Rondón notes that Americans seem puzzled by the fact that Trump seems impervious to scandal, but explains that “scandal is no threat to populism. Scandal sustains populism.” And with each scandal, Trump supporters rally around him and, more importantly, against the so-called elites who, he insists, are the ones keeping them down.

But Rondón doesn’t really offer a way out, not that he doesn’t try. He argues that outrage is useless and that we need to find a way to understand Trump’s supporters and their grievances in order to convince them that we are not the enemy. To which I say, good luck with that, and have you watched Fox News lately.

To everyone else, I’ll just say Happy New Year and wish I could actually mean it.

Photo by Andrew Parnell via Flickr:Creative Commons

 

2 COMMENTS

  1. But do you promise, Boy Scouts honor, that you, Mike Littwin, will keep writing these columns that give us a reason to live for? to see how Mike is surviving? to keep us laughing, even in un-laghable times? Please?

  2. Rondón doesn’t really offer a way out, not that he doesn’t try. He argues that outrage is useless and that we need to find a way to understand Trump’s supporters and their grievances in order to convince them that we are not the enemy.

    __________________

    I’ve now gone back and re-read the Rondon essay. I cannot think of a reason why his central point, that scandal supports Trump’s style of populism. I read interviews with the Trump votes explaining the reason why Trump has not done even MORE great things for America is based on the uniform opposition of the Democrats, establishment Republicans, RINOs in Congress, and the single-minded focus of the mainstream media. I understand their rejection of “unproven claims” about Trump’s personal life and prior business dealings. I sense their skepticism and rejection of Democrats, their “whataboutism” and focus on past officials who told lies. There may well be outrage about how government has impacted them. For many, politics is habit, and their built up habit is to vote for Republicans, the party that encourages them to think they are being harmed by big government.

    Most of us are cocooned into our routines and understandings. Incremental changes are absorbed. Substantial change in voting patterns will not happen until things actually sharply impact personally, or at least impact our families. On a local school board election, teachers grumbling about pay is normal: it won’t be until they see the favorite teacher leave the school for higher pay elsewhere that the decisions of board members and the importance of tax votes makes a difference. At the state level, it won’t be until a house or two blows up or an independent water test shows contamination in their drinking water that they begin to support the party in favor of stronger regulations. Nationally, when Medicare, Medicaid and Social Security benefits are cut and older relatives need financial help to stay in their community, they will react to the Republican agenda. If trade policy and economic moves make it harder to sell crops abroad, farmers and ranchers will notice. If prices for gasoline and clothes spike up because the dollar is losing strength against foreign currencies, there will be a reaction.

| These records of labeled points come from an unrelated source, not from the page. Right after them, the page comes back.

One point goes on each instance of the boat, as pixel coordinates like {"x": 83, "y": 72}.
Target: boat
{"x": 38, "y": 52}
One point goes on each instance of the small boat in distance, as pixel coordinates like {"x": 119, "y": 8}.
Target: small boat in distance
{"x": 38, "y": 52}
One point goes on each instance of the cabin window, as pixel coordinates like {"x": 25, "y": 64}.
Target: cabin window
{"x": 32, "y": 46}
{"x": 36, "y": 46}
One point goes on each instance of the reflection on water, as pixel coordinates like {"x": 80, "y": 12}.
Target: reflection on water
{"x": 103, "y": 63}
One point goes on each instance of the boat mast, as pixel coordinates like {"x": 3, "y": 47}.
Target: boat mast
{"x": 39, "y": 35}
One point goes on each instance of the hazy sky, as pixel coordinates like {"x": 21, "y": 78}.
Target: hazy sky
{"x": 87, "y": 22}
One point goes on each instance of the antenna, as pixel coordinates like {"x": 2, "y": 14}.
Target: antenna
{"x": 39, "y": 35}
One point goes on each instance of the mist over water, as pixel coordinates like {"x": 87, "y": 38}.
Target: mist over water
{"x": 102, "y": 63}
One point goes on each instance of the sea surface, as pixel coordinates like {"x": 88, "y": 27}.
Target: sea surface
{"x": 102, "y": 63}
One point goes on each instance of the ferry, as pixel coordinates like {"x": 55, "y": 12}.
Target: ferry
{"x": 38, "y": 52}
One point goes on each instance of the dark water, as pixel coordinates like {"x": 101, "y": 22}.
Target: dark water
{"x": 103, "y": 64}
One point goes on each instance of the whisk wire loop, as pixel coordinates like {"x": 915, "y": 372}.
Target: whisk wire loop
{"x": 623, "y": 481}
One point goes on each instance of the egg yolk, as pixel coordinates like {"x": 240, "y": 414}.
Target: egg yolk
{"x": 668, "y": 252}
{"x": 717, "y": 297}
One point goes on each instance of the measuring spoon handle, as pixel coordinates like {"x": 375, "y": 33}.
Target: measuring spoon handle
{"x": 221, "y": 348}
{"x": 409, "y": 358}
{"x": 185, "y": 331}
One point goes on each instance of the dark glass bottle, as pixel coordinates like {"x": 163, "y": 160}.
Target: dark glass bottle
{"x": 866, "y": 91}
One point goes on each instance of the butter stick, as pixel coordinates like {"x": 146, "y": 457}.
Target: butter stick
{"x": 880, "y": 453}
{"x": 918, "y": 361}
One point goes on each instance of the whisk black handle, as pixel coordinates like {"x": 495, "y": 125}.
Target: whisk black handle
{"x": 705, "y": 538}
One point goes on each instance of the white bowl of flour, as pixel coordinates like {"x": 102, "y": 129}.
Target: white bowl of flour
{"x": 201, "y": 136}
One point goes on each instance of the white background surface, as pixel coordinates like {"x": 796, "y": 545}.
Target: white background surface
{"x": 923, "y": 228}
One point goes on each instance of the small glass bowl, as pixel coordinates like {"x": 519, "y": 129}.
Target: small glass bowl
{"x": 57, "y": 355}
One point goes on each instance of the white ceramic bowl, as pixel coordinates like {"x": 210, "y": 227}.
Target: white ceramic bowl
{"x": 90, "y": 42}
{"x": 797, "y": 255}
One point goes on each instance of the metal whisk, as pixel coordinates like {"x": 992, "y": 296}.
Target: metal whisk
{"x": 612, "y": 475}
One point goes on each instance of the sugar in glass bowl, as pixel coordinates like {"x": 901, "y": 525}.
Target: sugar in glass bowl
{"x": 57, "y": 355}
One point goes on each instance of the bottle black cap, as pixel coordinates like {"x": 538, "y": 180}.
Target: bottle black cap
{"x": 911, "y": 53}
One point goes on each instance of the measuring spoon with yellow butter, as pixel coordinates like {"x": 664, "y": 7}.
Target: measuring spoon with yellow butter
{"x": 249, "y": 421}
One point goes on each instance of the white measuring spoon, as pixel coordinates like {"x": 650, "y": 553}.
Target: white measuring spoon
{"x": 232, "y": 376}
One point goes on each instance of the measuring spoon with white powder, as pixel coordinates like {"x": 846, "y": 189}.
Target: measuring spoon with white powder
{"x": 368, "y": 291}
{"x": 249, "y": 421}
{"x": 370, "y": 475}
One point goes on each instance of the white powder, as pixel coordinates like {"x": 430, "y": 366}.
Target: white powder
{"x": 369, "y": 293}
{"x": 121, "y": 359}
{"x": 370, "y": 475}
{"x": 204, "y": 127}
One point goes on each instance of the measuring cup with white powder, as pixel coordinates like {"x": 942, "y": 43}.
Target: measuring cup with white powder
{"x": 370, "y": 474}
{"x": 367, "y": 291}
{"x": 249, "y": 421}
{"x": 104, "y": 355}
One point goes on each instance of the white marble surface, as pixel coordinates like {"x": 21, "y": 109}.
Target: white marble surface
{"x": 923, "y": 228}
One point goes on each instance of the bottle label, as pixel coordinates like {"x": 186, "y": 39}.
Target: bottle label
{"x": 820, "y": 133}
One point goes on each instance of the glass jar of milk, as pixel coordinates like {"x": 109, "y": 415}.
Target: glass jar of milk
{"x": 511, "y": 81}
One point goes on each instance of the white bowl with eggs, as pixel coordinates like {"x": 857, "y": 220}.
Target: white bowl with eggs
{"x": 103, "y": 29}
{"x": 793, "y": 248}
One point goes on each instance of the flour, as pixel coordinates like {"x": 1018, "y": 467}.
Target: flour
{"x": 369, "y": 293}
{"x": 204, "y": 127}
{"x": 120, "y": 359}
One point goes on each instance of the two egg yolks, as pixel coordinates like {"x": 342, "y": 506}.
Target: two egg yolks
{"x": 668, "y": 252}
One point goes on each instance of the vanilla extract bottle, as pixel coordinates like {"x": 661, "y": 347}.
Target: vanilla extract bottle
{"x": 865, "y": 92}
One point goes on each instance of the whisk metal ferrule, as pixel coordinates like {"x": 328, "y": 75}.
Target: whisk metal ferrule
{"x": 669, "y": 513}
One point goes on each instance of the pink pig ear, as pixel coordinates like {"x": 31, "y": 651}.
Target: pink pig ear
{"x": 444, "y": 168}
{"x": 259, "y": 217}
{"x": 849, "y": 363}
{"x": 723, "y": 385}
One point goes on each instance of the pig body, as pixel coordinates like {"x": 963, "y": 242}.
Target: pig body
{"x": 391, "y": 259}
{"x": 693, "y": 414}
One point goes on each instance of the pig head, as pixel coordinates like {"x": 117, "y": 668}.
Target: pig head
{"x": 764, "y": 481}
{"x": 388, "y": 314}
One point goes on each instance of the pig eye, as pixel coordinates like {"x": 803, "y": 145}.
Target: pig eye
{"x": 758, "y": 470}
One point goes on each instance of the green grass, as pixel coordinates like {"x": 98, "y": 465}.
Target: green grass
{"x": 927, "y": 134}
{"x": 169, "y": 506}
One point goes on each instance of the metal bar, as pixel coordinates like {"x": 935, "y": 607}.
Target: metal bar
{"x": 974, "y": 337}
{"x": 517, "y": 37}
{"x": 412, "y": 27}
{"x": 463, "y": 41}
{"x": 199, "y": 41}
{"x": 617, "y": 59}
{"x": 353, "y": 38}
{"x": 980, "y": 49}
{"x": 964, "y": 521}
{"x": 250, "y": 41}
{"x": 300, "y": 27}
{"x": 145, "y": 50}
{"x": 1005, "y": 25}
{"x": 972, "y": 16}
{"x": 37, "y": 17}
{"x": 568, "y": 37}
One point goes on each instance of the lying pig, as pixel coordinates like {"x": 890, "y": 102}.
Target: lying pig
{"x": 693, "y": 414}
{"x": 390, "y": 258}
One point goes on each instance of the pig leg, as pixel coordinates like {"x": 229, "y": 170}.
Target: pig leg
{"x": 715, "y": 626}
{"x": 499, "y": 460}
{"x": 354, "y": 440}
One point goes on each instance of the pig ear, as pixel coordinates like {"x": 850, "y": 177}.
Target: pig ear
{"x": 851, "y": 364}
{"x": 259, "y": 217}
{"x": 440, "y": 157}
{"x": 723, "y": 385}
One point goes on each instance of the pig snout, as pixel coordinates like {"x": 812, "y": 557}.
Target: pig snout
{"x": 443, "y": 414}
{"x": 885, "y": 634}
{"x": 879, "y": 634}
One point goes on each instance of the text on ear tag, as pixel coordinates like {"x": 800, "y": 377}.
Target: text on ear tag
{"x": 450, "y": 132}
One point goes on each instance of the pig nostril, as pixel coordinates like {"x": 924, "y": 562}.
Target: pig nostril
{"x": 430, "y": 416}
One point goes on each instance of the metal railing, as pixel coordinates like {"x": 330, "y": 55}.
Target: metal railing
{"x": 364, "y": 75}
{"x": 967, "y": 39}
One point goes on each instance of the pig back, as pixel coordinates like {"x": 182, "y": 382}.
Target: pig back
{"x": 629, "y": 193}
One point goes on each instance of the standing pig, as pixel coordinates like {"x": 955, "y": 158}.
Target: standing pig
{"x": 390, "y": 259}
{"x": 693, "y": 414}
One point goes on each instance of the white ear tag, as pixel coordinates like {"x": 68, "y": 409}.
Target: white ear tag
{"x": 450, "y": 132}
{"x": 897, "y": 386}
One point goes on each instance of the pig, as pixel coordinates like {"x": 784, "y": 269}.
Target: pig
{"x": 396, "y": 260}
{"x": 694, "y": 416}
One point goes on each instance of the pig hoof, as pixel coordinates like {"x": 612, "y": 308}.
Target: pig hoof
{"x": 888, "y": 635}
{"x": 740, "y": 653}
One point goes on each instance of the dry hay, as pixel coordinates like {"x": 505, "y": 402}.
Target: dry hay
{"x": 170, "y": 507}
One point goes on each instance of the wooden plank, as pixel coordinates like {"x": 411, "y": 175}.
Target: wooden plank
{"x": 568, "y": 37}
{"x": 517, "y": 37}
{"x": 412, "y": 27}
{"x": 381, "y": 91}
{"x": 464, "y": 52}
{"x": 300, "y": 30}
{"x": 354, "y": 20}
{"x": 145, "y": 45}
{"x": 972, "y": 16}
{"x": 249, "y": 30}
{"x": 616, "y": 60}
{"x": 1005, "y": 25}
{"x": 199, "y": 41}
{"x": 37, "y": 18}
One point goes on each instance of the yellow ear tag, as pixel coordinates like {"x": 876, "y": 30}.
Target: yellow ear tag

    In Rondón’s Venezuela, the lack of pork loins for Christmas feasting and increasing evidence that elected officials live better than their constituents resulted in demonstrations and may lead to change in the next election. Here, soaring stock prices, continued job growth, low inflation and little change from a fractured Congress and inept Administration has not yet clarified the costs of a Republican agenda.

    I’m wondering if this coming year will be like 1922, with a great deal of outrage against the governing party and a substantial loss for Republicans in the Congressional elections — but not enough to change the majority. 1924 was a “recovery” year for Republican, and the policies of the second term of a Coolidge administration and the legislation of the Republican Congress allowed continued impetus toward a Great Depression. Then, in the face of economic impacts touching nearly EVERY life, fundamental changes could (and did) occur.